Friday, December 7, 2012

Window on Eurasia: Russia is “No Melting Pot” of Peoples but Neither is the US, Moscow Patriarchate Ideologist Says



Paul Goble

            Staunton, December 7 – Archpriest Vsevolod Chaplin, a close associate of Patriarch Kirill who often speaks for the Moscow Patriarchate of the Russian Orthodox Church, says that Russia is not “a melting pot” and that efforts to make it into one ignore the fact that such a project is “utopian” even in a country like the United States.

            In an essay in the December issue of the Russian nationalist newspaper “Rus’ derzhavnaya,” Chaplin, who heads the Patriarchte’s department for relations between the Church and society, issues the Russian church’s most definitive statement so far on the Kremlin’s new nationality policy strategy document (www.rusderjavnaya.info/article.php?art_id=675).

While suggesting that the document is on the whole “not bad” because it talks about “the system forming role of the [ethnic] Russian people” and “seriously addresses” problems like those of immigration and ethnic conflicts that have agitated Russia for the last “three to four years,” Chaplin suggests the new Kremlin statement suffers from some serious defects.

A close reading of the document, Chaplin says, provokes “a serious question: why are the compilers of this strategy document the very same people who were the creators of nationality policy in the 1990s, a policy which clearly led the country into a blind alley and which gave birth or at least did not take note” of problems that intensified over the last two decades?

The views of these very people, the churchman continues, reflect their commitment to “a certain ideological schema,” one that holds that “ethnicity is dying, national culture is receding into the past, religion also must not influence the life of society, and a new community of people will arise.”

This view “in fact” was “based on the American melting pot” model that the authors of this document clearly believe could be extended to the Russian Federation as well, Chaplin says. But they forgot that “this idea was utopian from the outset and in fact will always be condemned to failure.”

Indeed, Chaplin continues, it has failed in the United States as well. It has “not eliminated inter-ethnic and inter-religious problems; on the contrary, they are even intensifying. Thus,” the archpriest says, “the white Protestants who have been accustomed to feel themselves the master in the country hardly want to deal with the necessity of ceding their central role” in society.

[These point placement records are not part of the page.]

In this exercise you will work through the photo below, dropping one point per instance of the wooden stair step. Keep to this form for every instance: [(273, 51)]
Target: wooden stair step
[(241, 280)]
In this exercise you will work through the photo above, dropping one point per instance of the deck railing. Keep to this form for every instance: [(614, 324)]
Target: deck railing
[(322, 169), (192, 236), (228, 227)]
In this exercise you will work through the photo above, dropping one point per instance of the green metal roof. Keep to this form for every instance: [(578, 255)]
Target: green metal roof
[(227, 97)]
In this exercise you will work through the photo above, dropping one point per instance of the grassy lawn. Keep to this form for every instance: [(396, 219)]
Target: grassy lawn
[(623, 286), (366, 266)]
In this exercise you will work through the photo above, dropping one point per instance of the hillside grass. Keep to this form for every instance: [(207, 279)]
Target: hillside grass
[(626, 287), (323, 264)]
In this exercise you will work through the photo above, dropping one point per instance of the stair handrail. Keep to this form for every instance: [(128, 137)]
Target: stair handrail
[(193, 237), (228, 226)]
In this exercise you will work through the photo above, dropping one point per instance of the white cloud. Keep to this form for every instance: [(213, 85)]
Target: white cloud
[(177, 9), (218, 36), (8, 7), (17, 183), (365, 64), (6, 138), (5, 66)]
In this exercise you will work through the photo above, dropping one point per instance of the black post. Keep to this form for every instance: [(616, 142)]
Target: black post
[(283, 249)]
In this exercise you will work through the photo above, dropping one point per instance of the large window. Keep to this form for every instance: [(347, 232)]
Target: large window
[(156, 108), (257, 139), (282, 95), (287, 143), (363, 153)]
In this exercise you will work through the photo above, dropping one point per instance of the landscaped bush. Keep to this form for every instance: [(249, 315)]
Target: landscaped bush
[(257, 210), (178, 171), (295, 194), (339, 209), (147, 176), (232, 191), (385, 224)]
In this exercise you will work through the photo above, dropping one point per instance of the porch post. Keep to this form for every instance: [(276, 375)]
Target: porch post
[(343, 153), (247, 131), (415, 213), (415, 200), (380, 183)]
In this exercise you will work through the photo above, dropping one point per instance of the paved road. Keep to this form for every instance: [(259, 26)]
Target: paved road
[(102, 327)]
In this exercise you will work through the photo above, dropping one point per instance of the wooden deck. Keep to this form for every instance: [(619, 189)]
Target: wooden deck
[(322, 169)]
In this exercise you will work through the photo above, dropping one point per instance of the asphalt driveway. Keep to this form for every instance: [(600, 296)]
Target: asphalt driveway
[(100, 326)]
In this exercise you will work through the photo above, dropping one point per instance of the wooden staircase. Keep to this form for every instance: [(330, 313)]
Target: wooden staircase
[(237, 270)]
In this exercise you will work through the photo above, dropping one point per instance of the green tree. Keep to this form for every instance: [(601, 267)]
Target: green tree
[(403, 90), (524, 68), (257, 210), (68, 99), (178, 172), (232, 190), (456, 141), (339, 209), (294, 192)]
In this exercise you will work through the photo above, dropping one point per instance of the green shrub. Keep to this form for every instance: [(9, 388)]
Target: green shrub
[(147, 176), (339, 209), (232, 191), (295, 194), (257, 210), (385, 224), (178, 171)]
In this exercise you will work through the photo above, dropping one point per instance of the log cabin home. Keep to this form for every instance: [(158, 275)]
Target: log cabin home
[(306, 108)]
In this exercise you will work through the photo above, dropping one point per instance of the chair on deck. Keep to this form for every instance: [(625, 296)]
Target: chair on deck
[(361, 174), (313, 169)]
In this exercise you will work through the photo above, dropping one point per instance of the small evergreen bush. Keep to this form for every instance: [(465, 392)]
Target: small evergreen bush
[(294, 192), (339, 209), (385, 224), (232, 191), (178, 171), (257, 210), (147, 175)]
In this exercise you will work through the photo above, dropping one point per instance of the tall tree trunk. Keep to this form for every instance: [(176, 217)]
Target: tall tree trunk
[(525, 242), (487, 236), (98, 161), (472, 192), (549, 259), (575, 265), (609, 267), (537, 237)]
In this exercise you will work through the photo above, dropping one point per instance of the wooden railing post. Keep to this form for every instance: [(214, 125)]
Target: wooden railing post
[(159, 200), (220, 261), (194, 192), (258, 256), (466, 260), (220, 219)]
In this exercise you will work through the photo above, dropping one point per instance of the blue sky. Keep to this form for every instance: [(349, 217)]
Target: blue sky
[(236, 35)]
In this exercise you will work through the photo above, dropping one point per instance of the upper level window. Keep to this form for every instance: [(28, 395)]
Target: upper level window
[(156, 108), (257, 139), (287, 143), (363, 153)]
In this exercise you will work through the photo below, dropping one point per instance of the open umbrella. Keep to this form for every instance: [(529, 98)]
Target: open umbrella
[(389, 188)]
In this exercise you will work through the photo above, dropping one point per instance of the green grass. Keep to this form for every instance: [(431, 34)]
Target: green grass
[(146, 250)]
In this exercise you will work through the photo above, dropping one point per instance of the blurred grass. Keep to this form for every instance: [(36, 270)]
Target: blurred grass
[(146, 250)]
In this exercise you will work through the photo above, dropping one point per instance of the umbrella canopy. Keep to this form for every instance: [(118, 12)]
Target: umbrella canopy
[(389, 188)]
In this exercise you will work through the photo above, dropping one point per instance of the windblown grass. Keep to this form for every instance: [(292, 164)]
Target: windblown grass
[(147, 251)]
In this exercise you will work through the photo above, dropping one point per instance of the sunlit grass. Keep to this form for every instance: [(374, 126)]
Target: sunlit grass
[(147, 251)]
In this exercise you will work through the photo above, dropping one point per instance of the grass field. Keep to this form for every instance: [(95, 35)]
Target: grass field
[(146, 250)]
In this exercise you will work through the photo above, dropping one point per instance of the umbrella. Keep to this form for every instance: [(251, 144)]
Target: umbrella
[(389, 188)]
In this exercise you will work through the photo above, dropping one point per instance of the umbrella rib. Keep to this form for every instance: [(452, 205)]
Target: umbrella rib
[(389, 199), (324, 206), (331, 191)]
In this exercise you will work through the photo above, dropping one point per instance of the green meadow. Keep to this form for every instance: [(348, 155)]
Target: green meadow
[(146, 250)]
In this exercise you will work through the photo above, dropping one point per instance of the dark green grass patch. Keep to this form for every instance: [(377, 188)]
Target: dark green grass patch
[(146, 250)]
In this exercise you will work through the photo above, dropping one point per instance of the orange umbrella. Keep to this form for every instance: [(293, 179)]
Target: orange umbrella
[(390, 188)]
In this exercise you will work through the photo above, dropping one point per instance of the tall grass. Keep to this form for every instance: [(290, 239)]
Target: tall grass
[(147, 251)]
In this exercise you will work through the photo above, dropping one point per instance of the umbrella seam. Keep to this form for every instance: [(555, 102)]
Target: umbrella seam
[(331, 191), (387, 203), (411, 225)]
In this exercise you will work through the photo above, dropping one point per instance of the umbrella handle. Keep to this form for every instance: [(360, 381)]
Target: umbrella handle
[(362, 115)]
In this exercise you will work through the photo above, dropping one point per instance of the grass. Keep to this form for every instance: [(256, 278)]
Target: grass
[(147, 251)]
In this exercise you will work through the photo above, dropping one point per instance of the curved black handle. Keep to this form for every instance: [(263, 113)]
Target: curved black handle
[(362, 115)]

And the churchman insists that “in fact there is not any such thing as a melting pot and there cannot be. People will continue to be different. “We can do nothing with the fact that there are more chess champions among Jews and more basketball players among those of African origin.”

Because that is the case, Chaplin suggests, “the real wisdom of nationality policy has always consisted and will always consist not in forcing this policy into the framework of this or that ideology but of understanding real life as it is and attempting on the basis of this understanding to construct an adequate path to the future.”

What does this mean for Russia? According to Chaplin, it means that the Russians and the other peoples of the Russian Federation are “hardly going to change nor is it necessary that they do so.” Instead, everyone must recognize “the existence different ways of life, acknowledge these as a given and a source of wealth and do what is necessary to ensure that they learn to respect one another, reasonably limit the spheres of influence of their culture and that of others, to respect various ideas about the family, about economics, about the religious community and about its place in life.”

According to Chaplin, “people in fact will be able to do this,” as ethnically-based student groups at Russian universities show.  Indeed, Russia has a centuries-long experience with promoting the joint life of “peoples of various peoples and religions,” a experience which the West should envy.

At present, the Patriarchate ideologue says, “the West is still making errors which we long ago passed through.  In these conditions it hardly has the right to teach us anything.” And the residents of Russia do not need to repeat history because someone will assure them that “after ten, twenty, fifty or 100 years we will establish here some sort of new and previously unseen community of people.” Instead, “we need to come to terms with the fact that we are varied.”

Russian officials and experts will instantly recognize Chaplin’s words as an attack on the ideas that Valery Tishkov, a former nationalities minister and current head of the Moscow Institute of Ethnology and Anthropology, has long promoted, and they will recognize that the Church has now decided to weigh into debates about them on the side of Russian nationalists.

But it is also possible that Chaplin’s defense of ethnic pluralism and diversity will be picked up by representatives of the country’s non-Russian nationalities and be cited by them as reasons to oppose the centralizing approach of President Vladimir Putin in nationality policy and other spheres.

If that happens, the debate on the future of Russian nationality policy that has been provoked by the new strategy document is likely to take some unexpected turns, with the Moscow Patriarchate being involved on both the side of the Russian nationalists and the advocates of the non-Russians as well.